The experience of suffering and misfortune seems to exile someone from the rest of humanity, to undo them in some essential way that strips them of their humanness. Weil would go on to describe such a state as one of affliction – one she experienced, firsthand, as a factory worker. In a letter known as Spiritual Autobiography, she writes of the exhausting and gruelling nature of the work:
“There I received for ever the mark of a slave, like the branding of the red-hot iron which the Romans put on the foreheads of their most despised slaves.”
Affliction, then, is the person reduced to a “thing” by the experience of suffering and oppression. But here is the transformative power of attention: it is precisely what enables someone to recognise that the afflicted other is a person “exactly like us”.
Take, for instance, Weil’s reading of Jesus’ parable of the Good Samaritan, a tale perhaps broadly familiar to some. It describes an act of unexpected and radical compassion by a Samaritan, a social and ethnic outsider to a Jewish man robbed and left for dead.

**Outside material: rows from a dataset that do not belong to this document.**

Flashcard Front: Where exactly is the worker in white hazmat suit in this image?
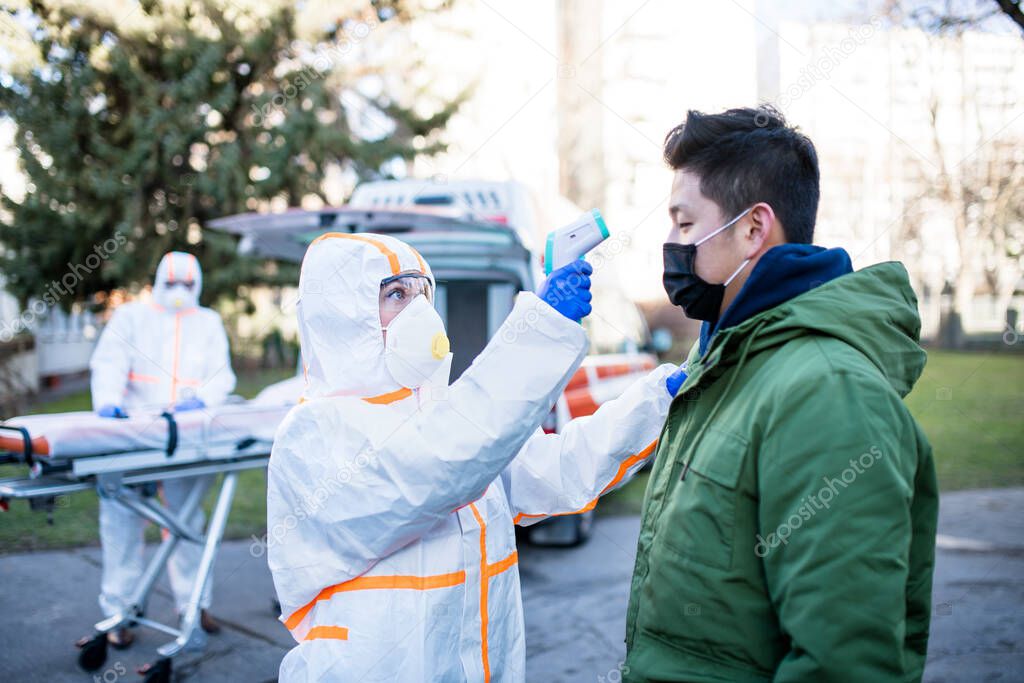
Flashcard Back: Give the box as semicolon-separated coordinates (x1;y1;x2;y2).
267;233;676;683
89;252;234;647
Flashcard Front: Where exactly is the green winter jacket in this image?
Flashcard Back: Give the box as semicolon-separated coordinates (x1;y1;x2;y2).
623;263;938;683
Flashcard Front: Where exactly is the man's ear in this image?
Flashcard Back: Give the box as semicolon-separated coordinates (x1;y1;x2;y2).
743;202;781;258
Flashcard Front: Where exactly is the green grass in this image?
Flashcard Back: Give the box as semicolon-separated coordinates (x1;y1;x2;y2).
0;370;294;554
597;351;1024;514
0;358;1024;553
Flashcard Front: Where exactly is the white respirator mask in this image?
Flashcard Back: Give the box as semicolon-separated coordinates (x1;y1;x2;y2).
383;294;451;389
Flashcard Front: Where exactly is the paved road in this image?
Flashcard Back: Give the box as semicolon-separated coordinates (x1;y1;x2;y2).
0;488;1024;683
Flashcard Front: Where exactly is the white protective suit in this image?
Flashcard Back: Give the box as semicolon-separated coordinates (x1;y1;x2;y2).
89;252;234;616
267;233;675;683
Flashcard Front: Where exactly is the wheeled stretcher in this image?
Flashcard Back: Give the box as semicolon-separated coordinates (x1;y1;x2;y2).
0;399;291;682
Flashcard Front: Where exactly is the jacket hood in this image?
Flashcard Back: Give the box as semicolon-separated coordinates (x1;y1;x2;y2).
296;232;434;398
153;251;203;310
701;261;927;396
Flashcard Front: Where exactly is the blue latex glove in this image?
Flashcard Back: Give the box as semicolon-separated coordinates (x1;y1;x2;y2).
537;259;594;323
174;398;206;413
96;403;128;418
665;366;687;398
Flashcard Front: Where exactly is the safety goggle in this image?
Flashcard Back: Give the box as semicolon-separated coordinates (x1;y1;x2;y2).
381;272;434;303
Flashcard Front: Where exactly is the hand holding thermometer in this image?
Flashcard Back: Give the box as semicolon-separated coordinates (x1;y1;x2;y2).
544;209;609;275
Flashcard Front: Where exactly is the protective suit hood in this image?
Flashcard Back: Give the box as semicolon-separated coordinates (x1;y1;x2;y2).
153;251;203;310
297;232;434;399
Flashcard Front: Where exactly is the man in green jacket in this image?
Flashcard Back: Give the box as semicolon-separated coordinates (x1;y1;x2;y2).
623;106;938;683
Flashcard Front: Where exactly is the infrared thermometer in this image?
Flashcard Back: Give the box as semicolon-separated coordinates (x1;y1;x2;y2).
544;209;608;275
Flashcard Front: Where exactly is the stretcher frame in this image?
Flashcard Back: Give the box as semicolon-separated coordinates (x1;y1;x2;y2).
0;423;272;680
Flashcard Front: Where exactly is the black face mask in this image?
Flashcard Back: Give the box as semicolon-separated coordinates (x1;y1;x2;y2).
662;209;750;322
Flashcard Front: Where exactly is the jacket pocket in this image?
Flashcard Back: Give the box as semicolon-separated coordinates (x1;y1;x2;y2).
660;427;750;569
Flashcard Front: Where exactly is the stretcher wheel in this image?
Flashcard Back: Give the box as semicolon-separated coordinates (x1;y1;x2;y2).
138;657;171;683
75;633;106;671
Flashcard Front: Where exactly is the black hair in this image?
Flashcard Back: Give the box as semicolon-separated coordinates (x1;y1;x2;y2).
665;104;820;244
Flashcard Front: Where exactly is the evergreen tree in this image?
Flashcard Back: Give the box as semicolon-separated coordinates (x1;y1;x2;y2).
0;0;459;306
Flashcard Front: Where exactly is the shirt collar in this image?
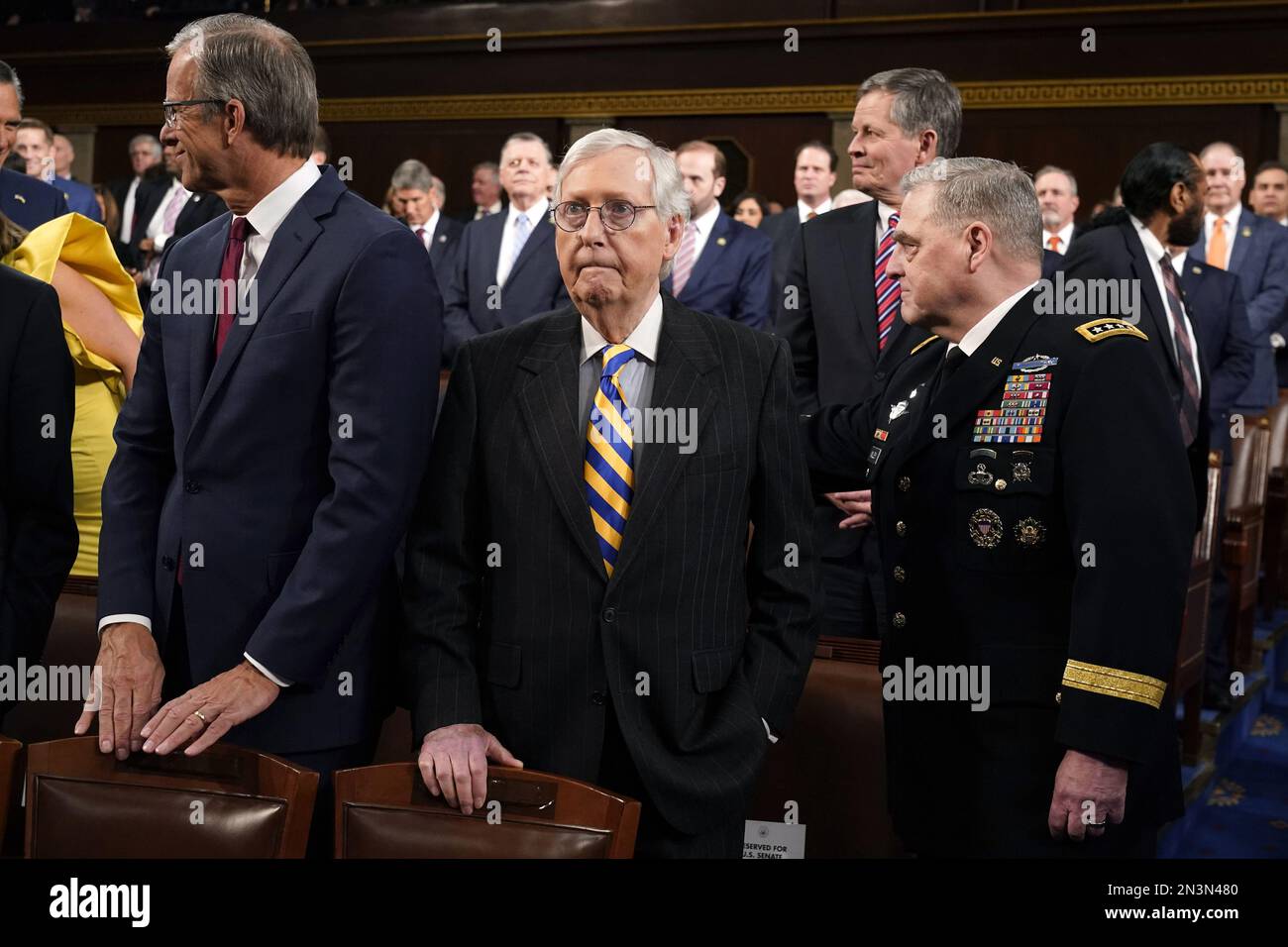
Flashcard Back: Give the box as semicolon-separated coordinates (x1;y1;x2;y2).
690;201;720;233
1130;214;1167;266
581;292;662;365
796;197;832;223
1203;204;1243;233
877;201;899;233
944;279;1038;356
505;197;550;228
246;158;322;240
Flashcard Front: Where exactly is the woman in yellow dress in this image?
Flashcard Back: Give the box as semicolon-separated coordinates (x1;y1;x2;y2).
0;213;143;578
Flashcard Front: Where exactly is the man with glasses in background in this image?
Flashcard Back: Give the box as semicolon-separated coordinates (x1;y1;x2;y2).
403;129;818;857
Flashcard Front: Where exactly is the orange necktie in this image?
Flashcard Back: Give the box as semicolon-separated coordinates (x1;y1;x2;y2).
1208;217;1225;269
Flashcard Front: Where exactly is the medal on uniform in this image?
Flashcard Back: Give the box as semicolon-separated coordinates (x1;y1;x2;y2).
1015;517;1046;549
969;507;1002;549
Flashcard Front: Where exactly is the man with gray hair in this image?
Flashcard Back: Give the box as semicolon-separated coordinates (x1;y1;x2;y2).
0;60;67;231
804;158;1194;857
777;68;962;638
1033;164;1078;256
443;132;568;368
403;129;816;857
77;14;442;841
389;158;465;283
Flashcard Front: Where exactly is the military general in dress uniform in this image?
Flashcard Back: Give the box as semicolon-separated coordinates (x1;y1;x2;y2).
803;158;1195;856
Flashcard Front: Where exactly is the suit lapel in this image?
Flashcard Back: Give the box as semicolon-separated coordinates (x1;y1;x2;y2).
519;307;606;579
684;213;729;299
832;201;893;362
188;168;345;438
492;217;555;283
607;301;720;583
888;290;1037;463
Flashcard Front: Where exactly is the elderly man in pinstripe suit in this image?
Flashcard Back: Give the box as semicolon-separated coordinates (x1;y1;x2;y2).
404;129;818;857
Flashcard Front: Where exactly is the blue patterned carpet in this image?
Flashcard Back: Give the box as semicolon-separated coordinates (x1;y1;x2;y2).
1176;688;1288;858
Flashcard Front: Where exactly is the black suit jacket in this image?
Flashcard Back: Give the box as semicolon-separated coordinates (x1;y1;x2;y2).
443;211;568;366
403;294;818;834
1181;256;1257;464
0;265;78;717
778;201;928;557
1061;219;1212;523
805;292;1194;856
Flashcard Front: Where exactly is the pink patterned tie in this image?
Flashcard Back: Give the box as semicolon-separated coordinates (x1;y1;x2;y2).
671;220;698;299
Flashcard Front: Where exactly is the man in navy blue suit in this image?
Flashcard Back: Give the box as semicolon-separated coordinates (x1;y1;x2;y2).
1190;142;1288;414
443;132;568;368
0;61;67;231
662;142;774;330
1167;245;1259;710
77;14;442;793
14;119;103;223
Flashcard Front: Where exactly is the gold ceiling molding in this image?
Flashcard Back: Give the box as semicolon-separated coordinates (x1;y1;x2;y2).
30;73;1288;125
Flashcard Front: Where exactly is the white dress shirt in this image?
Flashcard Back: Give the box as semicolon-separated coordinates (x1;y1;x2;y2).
1203;202;1243;269
496;197;550;286
796;197;832;223
690;201;720;266
944;279;1038;359
1130;217;1203;395
407;210;439;252
121;174;143;244
98;158;322;686
1042;220;1073;254
873;201;899;242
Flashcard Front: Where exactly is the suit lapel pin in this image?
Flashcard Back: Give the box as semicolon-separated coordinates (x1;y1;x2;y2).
970;507;1002;549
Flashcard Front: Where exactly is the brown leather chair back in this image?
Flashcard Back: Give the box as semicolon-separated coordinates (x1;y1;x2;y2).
0;737;22;843
27;737;318;858
4;579;98;746
335;763;640;858
748;637;902;858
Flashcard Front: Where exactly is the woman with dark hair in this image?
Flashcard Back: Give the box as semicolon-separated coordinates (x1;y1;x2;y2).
730;191;769;227
0;213;143;576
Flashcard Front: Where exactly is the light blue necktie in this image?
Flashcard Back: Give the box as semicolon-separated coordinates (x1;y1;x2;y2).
506;214;532;278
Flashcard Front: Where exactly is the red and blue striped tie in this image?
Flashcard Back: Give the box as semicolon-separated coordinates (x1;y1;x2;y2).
873;211;899;352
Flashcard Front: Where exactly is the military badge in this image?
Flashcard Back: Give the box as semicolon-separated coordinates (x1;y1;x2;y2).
1015;517;1046;549
1012;355;1060;373
969;507;1002;549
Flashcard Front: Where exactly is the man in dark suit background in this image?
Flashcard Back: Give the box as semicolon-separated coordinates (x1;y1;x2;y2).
757;141;836;318
443;132;568;368
389;158;465;294
1063;142;1212;526
77;14;441;829
0;60;67;231
0;266;78;723
662;142;773;329
1167;245;1258;710
778;68;961;638
1190;142;1288;415
404;129;816;857
107;136;163;244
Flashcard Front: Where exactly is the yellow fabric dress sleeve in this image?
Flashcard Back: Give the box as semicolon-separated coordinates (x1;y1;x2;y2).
0;214;143;402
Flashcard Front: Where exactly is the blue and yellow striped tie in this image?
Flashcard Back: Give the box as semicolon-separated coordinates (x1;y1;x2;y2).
584;346;635;578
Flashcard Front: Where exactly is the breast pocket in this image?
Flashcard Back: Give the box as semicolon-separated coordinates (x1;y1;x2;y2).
953;443;1064;573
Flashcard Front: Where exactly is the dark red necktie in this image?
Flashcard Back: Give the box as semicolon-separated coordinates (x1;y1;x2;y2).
215;217;255;359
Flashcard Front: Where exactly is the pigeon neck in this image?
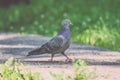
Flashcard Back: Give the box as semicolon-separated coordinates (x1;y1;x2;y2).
59;26;70;39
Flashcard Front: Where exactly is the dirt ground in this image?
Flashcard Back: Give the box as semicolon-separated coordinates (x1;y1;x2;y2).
0;33;120;80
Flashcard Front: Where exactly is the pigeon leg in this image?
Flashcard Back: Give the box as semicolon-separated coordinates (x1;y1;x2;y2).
62;52;72;62
49;54;54;62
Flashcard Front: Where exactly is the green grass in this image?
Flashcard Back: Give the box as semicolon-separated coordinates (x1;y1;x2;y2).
0;0;120;51
0;57;96;80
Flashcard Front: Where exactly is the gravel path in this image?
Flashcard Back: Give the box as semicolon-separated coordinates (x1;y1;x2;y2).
0;33;120;80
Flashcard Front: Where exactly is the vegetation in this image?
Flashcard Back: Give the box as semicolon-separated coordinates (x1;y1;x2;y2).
0;57;96;80
0;0;120;51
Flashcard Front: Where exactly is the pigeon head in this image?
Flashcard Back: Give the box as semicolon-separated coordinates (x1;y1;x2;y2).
61;19;72;27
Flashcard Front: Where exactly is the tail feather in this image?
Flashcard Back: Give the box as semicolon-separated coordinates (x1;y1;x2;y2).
27;48;44;56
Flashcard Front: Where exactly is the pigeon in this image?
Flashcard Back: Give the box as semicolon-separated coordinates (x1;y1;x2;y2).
27;19;72;61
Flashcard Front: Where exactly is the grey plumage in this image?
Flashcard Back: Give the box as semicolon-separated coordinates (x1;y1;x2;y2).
27;19;71;61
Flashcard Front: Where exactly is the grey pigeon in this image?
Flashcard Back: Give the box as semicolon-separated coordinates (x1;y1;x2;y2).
27;19;71;61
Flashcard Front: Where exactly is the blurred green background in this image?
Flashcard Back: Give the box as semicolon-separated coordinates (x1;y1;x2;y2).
0;0;120;51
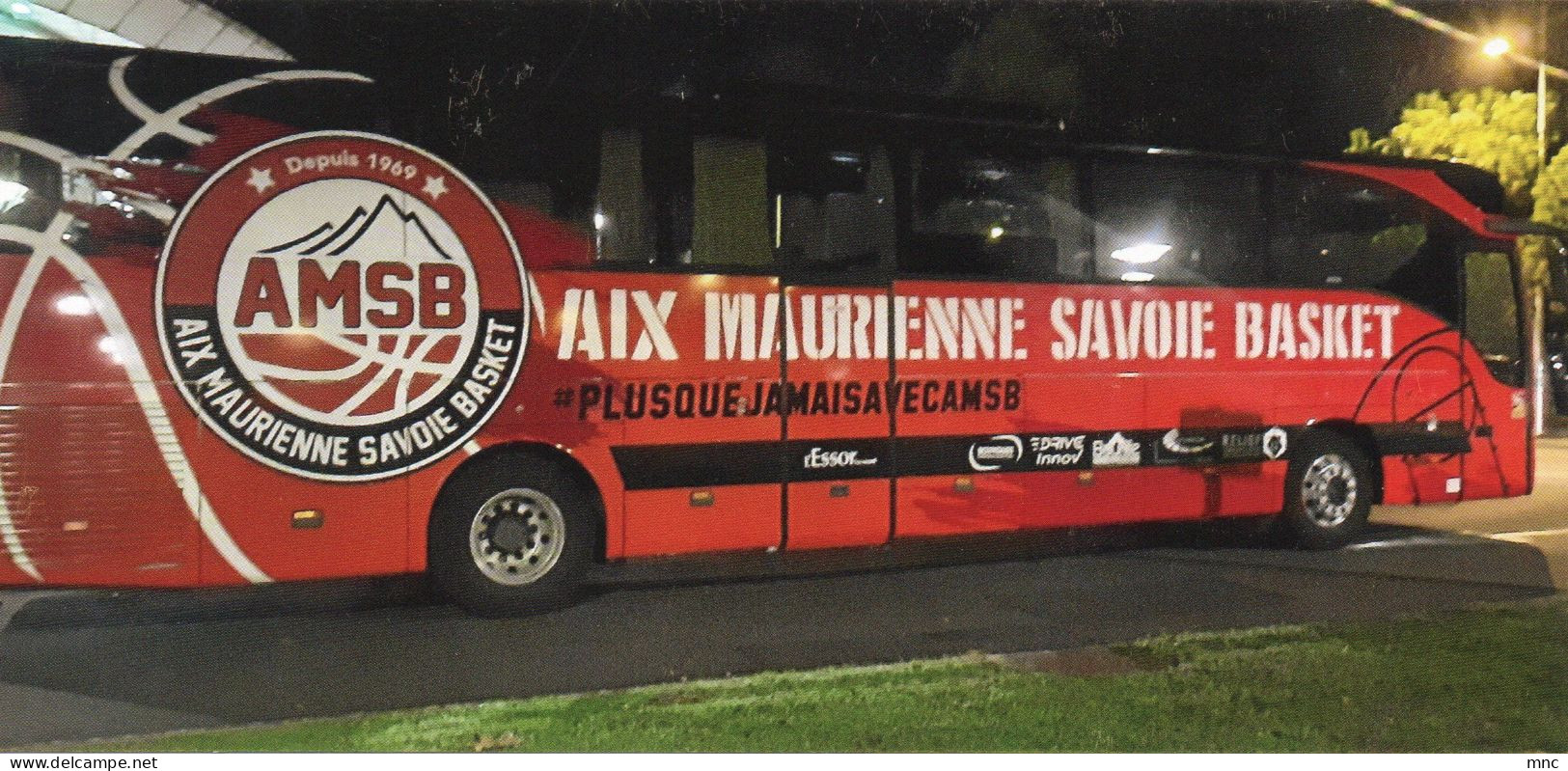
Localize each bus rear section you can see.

Christian commentators often pay close attention to the attentive care the Samaritan shows to the beaten man: for them, the true test of the Samaritan’s neighbourliness. But Weil has a different focus. For her, the critical moral act was the fact that the Samaritan paid attention. He stopped and looked at the man who had become less of man and, nonetheless, gave “his attention all the same to this humanity which is absent”.
Weil calls this an act of “creative attention… [that gives] our attention to what does not exist.” Everything that then follows – the Samaritan pouring oil on the man’s wounds, taking him to a place where he will be cared for, and paying in advance for his keep – is almost beside the point, because it all depended on this first act. To be a neighbour, suggests Weil, is first of all to see.
Perhaps this is why Weil writes that paying attention to the suffering of another “is a very rare and difficult thing; it is almost a miracle; it is a miracle.” Attention, then, enacts a kind of a resurrection because it can bring the almost dead back to life.
The power of paying attention is that it can transform a lump of anonymous, misshapen flesh lying by the side of the road into the other person who is “exactly like us”, the other person who is as real as we are. The person who requires, from us, all the compassion we would wish to be shown if we were set upon by robbers on a lonely road.